つぼみの膨らみ具合がNHK全国ニュースで流され、開花を待ち望んだ桜も、とっくに柔らかな黄緑の葉に包まれている。
ふと振り返ると、はや4月の晦日を迎えているのだから、季節はめぐって目に入る景色も確かな動きを見せている。
玄関を出てホンの少し歩くだけで、まさしく季語に言う『山、笑う』の風景が目に飛び込む。
若緑が静かに盛り上がり、あっちこちで大きな口をあけているかのような里山。手前には山の姿を写し出す、水を張った田んぼ。
岩国レンコンのタネバスが植えられるのであろう。作業の終わった水田には耕耘機の姿もない。
やがて枝葉を伸ばし、大きく成長する夏の日照りに供えて、静かなたたずまいで行く春を惜しんでいるかのような。
行く春を 近江の人と 惜しみける 芭蕉
目下ゴールデンウイークのど真ん中。連休については超大型の人、暦通りの中型の人、それぞれ異なっているのだろう。

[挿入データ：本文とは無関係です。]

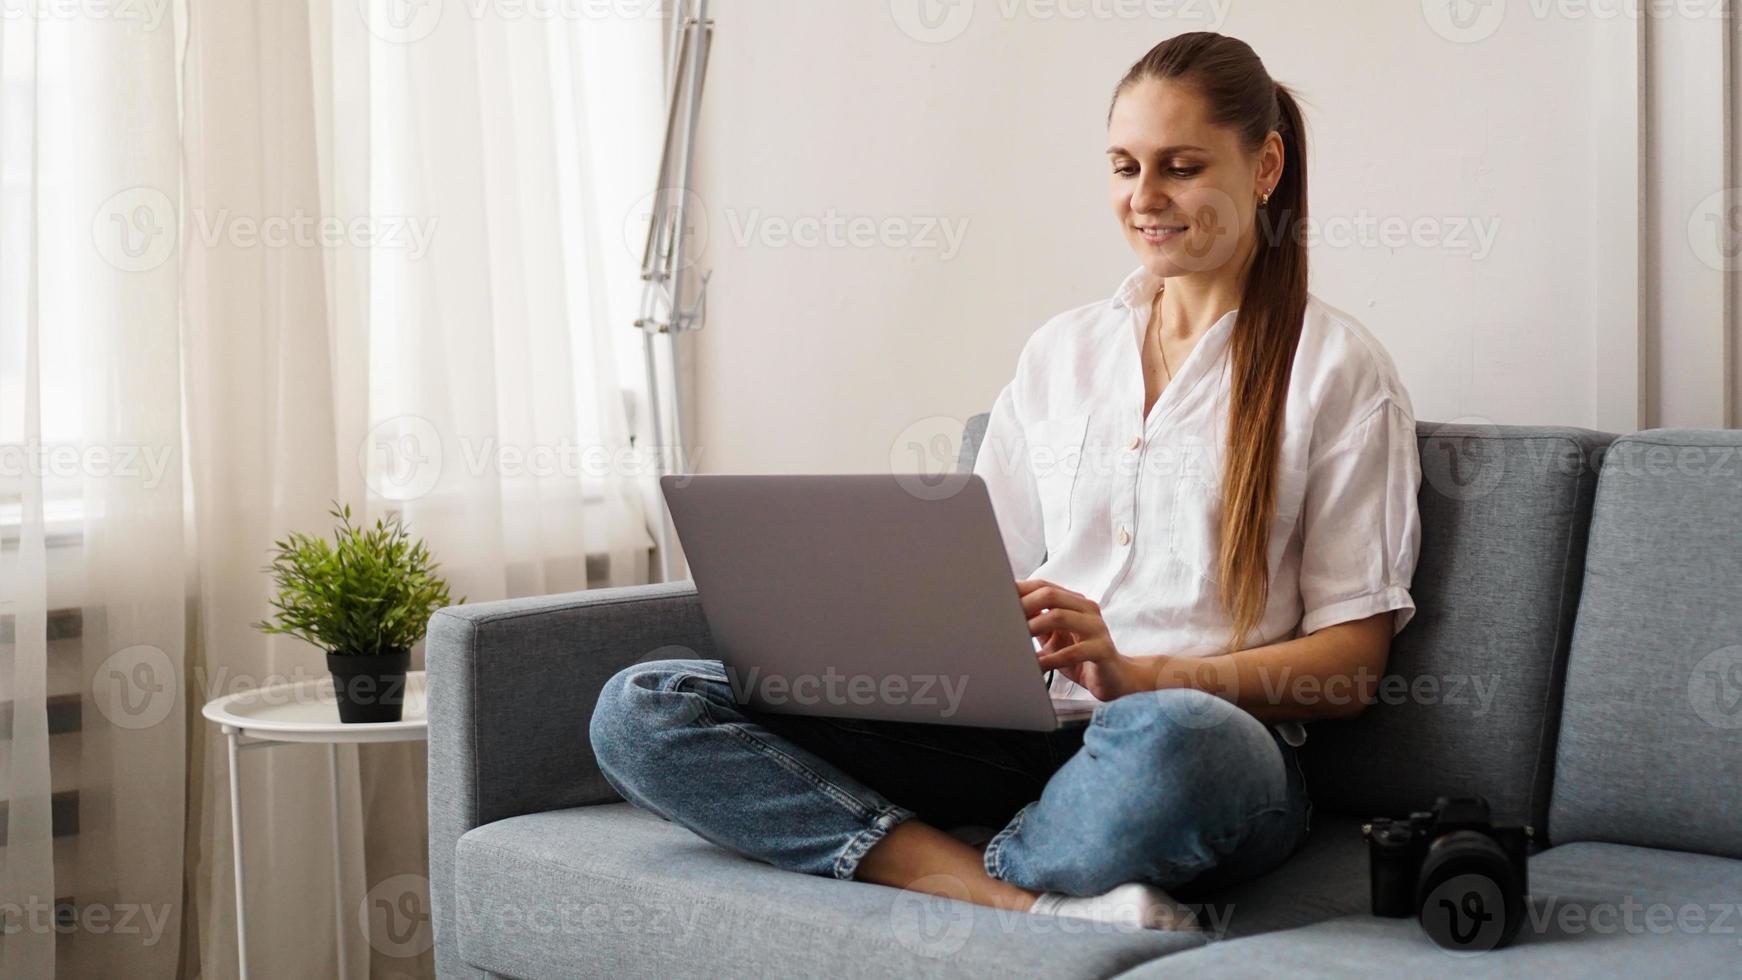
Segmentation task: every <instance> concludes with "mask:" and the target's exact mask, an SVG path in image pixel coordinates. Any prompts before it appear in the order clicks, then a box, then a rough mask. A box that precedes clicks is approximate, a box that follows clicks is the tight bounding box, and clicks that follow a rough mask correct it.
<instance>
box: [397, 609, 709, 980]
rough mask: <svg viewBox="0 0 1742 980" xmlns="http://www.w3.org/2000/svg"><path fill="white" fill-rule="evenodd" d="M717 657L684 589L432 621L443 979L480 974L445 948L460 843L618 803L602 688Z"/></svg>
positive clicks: (432, 814) (434, 925)
mask: <svg viewBox="0 0 1742 980" xmlns="http://www.w3.org/2000/svg"><path fill="white" fill-rule="evenodd" d="M714 656H716V653H714V642H712V635H711V634H709V632H707V618H706V616H704V614H702V604H700V599H699V597H697V594H695V585H693V583H690V581H676V583H665V585H643V587H631V588H598V590H589V592H575V594H568V595H545V597H538V599H509V601H502V602H479V604H476V606H451V607H448V609H441V611H439V613H436V614H434V616H432V618H430V625H429V639H427V644H425V661H427V668H429V834H430V836H429V841H430V905H432V909H430V912H432V921H434V928H436V957H437V971H439V973H441V975H442V977H474V975H477V973H476V971H474V970H470V968H469V966H465V964H463V963H462V961H460V959H458V950H456V947H455V945H453V943H455V930H453V923H455V903H453V896H455V888H453V855H455V844H456V842H458V841H460V836H462V834H465V832H467V830H470V829H474V827H481V825H484V823H493V822H496V820H503V818H507V816H519V815H523V813H540V811H545V809H561V808H568V806H587V804H598V802H611V801H615V799H618V797H617V794H615V792H613V790H611V787H610V785H608V783H606V782H604V776H603V775H601V773H599V766H598V762H596V761H594V755H592V745H591V742H589V740H587V726H589V722H591V721H592V707H594V703H596V700H598V696H599V689H601V688H604V682H606V681H610V679H611V675H615V674H617V672H618V670H622V668H624V667H627V665H631V663H636V661H643V660H665V658H714Z"/></svg>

大企業の事務系職場でありながら、職種の特異性によって、土日祭日・GW・盆正月も職場を空っぽにはできなかった。若い女性たちに連休を与えようとすれば、必然的に我々男子が連休をがまんして、出勤を強いられた遠い昔が懐かしい。
それに比べて今はどうだ。いつもかつもゴールデンウイーク。土日祭日・盆正月みたいなものだ。これで体調不良など起こして寝込んだり病院通いしていては世間に申し訳が立たない・・・などと、いまのところ元気に過ごす身を誇りに思っている。

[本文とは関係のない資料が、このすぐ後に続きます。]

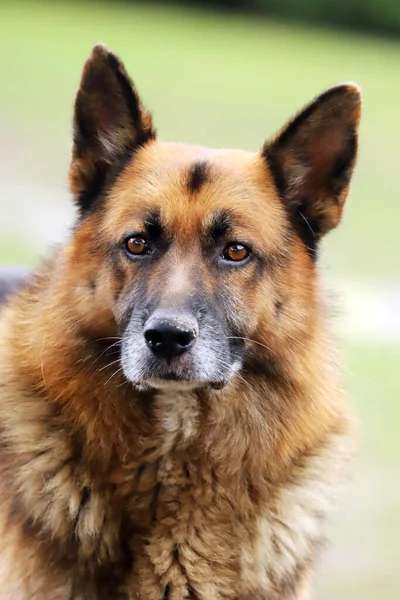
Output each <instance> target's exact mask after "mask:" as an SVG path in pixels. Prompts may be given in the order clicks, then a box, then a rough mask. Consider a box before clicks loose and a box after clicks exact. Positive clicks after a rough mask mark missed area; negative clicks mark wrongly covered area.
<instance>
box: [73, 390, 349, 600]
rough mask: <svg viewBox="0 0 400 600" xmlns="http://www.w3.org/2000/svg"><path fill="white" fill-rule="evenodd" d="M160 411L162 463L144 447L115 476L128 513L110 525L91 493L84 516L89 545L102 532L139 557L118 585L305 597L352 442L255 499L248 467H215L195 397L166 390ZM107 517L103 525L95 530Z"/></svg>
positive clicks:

が、これも当てにはできない。いつ何事が起こるやら。それに胸のうちまでいつもいつも健康そのものとばかりは言っていられない部分もある。
この春、大きく進路が変わった人たちにとって、周囲がよく呑み込めないままがむしゃらに過ごした1ヶ月をなんとか終えて、Goodtimingの連休は有難いことだろう。大いに一息ついて、身の回りの青葉若葉に負けない萌えるファイトを呼び起こしてもらいたいものである。
1ヶ月、3か月、半年、1年、3年・・・と、己を振り返る気持ちの揺らぎや、倦怠感周期がやってくるという。
そこを辛抱するのが本当の辛抱かな・・・などと、辛抱の必要が少なくなった者が言っても説得力に欠けるのかねー。